I have seen many times how bariatric surgery can help people with severe obesity have a better and healthier life, at least in the short term. The benefits of surgery over other methods such as diet and exercise programs are also quite clear – in the short term. Does this mean I support surgery over other methods? No, it most certainly does not.
Here are some of my personal issues I have with bariatric surgery. It has become clear that there are serious risks to your health involved with the surgery. Examples include increased risk of alcoholism, depression and many forms of malnutrition. There is also likely to be an increased risk of suicide. I think you will agree that these adverse events are quite serious, and these are just examples. If any type of drug or other form of treatment was associated with such serious risks, it would probably never be approved.
The majority of people and colleagues I speak with also appear to have this notion that surgery is the only method that does not lead to long-term weight regain. This is wrong. I would argue that the long-term effectiveness of bariatric surgery to maintain a very large weight loss is very poorly understood. The landmark publications on the effectiveness of surgery have mostly come from Sweden as it happens (the SOS study). Slightly less than 300 individuals underwent gastric bypass in this study but the follow-up of body weight development some 15 years later was only done in 13 individuals, i.e. less than 5% of all starters, meaning a dropout rate of 95%.

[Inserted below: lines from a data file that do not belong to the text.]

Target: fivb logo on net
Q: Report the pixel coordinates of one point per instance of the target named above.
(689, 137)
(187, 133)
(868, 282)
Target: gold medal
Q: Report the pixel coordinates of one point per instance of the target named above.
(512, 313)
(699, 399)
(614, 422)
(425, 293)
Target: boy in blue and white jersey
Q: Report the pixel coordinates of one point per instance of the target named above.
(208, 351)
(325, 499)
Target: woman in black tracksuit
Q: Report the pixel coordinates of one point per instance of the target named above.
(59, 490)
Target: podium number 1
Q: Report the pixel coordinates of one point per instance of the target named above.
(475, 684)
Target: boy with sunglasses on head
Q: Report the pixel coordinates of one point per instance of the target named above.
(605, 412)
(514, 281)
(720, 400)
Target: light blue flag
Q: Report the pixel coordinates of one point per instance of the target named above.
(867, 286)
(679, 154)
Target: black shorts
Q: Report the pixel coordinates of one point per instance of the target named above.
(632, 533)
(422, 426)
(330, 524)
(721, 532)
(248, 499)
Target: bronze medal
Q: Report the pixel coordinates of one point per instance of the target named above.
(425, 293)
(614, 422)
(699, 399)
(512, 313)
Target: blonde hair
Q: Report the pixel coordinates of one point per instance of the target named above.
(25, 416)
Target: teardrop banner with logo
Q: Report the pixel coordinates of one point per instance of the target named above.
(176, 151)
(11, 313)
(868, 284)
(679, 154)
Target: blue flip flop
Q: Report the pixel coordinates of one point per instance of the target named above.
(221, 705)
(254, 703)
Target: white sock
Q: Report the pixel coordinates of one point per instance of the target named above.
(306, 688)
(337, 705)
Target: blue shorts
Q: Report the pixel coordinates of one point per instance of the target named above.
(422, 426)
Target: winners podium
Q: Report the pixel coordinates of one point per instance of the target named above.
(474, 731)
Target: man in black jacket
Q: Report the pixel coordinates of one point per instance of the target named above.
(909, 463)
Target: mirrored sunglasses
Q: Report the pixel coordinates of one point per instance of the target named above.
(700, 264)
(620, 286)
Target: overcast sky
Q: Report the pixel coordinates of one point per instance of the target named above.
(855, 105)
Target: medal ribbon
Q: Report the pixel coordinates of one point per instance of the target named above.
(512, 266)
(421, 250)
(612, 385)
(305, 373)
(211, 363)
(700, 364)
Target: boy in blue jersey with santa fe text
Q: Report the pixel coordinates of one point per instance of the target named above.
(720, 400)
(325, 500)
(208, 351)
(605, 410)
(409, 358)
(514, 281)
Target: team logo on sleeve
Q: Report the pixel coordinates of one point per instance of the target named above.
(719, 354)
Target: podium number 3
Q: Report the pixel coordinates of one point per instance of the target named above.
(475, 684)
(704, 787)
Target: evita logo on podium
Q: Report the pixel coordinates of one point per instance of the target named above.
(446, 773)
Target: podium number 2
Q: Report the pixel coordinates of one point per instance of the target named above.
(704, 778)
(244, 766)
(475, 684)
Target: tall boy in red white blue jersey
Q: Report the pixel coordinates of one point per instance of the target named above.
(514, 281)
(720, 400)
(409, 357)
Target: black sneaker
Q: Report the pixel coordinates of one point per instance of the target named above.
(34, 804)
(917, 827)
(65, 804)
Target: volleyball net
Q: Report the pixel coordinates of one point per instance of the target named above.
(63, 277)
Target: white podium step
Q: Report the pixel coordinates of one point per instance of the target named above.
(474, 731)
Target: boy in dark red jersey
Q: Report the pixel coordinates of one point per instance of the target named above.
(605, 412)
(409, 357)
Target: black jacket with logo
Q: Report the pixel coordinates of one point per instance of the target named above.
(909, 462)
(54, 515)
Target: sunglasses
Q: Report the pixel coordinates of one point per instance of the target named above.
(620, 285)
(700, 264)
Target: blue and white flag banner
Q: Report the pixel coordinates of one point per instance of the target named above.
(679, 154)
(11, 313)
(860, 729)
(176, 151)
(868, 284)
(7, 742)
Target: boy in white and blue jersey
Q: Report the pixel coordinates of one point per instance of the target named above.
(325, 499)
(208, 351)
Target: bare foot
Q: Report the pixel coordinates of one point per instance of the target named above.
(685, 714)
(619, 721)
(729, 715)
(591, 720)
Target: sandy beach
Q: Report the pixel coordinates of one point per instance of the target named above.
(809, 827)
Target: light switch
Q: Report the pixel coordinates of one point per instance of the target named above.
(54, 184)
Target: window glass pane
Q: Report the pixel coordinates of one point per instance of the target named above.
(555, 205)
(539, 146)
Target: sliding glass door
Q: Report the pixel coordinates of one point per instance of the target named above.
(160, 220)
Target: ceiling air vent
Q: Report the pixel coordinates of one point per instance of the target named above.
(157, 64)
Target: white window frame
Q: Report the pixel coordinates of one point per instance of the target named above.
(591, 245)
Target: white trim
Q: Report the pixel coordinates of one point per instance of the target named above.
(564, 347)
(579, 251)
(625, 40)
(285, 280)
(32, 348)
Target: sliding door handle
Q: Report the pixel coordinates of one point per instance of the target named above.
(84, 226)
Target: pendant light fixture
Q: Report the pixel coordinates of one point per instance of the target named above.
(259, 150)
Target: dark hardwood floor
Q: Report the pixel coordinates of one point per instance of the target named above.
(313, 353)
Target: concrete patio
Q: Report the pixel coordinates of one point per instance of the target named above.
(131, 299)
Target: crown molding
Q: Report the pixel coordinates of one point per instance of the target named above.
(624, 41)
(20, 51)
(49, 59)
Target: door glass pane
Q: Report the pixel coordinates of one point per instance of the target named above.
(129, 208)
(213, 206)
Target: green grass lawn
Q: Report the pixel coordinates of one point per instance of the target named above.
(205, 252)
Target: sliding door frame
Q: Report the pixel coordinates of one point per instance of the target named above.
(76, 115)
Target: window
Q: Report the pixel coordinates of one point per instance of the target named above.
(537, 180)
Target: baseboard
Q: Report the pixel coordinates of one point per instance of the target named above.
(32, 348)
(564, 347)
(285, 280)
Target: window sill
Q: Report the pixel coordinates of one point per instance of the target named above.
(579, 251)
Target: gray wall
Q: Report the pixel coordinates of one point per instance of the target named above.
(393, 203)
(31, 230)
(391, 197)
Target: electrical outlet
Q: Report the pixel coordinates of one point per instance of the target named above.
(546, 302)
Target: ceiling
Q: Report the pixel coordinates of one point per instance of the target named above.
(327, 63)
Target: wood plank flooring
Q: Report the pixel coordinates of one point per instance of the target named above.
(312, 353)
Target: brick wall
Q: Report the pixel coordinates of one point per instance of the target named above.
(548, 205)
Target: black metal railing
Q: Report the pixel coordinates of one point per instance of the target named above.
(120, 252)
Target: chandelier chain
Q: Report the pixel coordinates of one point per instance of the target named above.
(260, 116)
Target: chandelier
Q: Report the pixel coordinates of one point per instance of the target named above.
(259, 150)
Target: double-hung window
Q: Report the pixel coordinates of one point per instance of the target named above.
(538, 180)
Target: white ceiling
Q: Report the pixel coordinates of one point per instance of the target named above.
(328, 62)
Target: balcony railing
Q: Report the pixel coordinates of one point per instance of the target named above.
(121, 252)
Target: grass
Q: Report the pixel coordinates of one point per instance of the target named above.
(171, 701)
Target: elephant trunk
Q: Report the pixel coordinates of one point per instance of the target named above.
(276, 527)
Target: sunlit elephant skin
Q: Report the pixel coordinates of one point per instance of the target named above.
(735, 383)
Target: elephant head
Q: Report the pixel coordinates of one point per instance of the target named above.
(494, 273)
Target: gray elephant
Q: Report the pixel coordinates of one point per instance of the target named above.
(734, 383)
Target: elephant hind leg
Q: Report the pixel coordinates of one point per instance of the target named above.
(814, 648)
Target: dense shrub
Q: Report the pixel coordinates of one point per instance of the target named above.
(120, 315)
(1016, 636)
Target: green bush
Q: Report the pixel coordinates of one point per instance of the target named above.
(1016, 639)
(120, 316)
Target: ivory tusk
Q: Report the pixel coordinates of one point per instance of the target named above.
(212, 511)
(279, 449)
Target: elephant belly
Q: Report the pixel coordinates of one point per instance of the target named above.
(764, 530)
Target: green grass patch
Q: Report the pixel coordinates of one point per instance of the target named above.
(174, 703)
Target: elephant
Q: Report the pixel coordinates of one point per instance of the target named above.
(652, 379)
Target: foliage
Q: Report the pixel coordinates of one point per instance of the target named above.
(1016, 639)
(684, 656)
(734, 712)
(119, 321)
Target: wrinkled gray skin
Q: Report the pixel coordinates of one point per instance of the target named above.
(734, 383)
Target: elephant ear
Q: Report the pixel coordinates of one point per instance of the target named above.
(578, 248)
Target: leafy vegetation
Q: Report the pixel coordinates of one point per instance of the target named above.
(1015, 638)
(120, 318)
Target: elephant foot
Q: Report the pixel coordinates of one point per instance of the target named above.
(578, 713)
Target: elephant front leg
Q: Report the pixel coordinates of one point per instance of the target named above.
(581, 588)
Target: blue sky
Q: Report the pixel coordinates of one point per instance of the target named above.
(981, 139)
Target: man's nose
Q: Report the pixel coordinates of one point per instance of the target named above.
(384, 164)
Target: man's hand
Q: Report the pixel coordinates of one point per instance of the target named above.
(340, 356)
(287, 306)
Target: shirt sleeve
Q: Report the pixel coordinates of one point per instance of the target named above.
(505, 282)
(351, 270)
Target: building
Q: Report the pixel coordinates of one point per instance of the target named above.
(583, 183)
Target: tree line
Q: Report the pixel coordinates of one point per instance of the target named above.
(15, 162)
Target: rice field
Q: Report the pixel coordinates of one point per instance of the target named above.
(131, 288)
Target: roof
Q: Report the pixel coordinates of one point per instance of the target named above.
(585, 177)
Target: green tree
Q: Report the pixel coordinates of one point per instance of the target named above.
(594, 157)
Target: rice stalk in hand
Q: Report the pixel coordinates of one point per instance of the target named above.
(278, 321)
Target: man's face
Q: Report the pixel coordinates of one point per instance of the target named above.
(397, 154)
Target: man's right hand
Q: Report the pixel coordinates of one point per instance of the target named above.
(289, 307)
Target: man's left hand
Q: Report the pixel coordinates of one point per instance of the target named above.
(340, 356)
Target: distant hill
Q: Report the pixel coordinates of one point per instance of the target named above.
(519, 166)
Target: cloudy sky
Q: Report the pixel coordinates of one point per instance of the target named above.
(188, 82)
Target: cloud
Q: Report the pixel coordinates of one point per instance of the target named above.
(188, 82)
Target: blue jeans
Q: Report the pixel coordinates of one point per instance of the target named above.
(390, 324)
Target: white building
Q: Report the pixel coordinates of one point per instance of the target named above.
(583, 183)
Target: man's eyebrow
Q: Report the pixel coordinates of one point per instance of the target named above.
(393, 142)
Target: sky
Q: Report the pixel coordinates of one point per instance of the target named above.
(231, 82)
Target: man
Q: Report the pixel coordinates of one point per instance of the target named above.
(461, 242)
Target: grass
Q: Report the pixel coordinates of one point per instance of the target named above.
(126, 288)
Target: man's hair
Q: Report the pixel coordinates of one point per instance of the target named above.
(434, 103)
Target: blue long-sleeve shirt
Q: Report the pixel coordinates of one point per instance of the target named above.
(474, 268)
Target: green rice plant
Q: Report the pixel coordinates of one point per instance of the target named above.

And when you do a study of this kind, who do you think drops out? Those who generally do worse of course. So, by now I hope you realize that there are some pretty dark clouds hanging over bariatric surgery, including a very large risk of weight regain. Indeed, many patients who have had the surgery are now coming back having regained all their weight loss. And yet bariatric surgery has increased exponentially in Sweden and elsewhere in the last 5 years: it went from about 2000 per year to 8000 within 2 years.
I understand that people are frustrated and need more effective methods than what we currently have in the non-surgical arena, but this does not mean that there is a license to go overboard with a very drastic method with serious safety issues. Moreover, we also know that there is minimal screening before surgery, for example of factors like drinking habits and mental health. But surely, you think, there must at least be a massive follow-up after surgery to make sure that the patients are all right, coping well and not malnourished? Unfortunately no, apart from a tiny minority of centers. Many patients are left more or less completely on their own.
So what do I mean by saying that there has got to be a better way? I mean it’s time we invested some time and effort into understanding more about what caused the weight gain to begin with – this is obviously unique to each individual – and then try to reverse the situation through much safer means. This is likely to include counseling, therapy, diet, exercise, stress management, mindfulness or whatever is needed to steady the ship.
Who knows what will happen to all those patients who suffer long-term damage after 10, 20 or 30 years down the line as a result of their surgery. And bear in mind that, if you do suffer adverse events, that this surgery is not easy to reverse.
Yes, I still think surgery is called for in extreme cases, but this calls for much enhanced screening and follow-up, not to mention many more long-term safety studies, including a proper intention-to-treat analysis of body weight. But the current thinking, at least here in Sweden, is to start operating younger and lighter individuals, even children.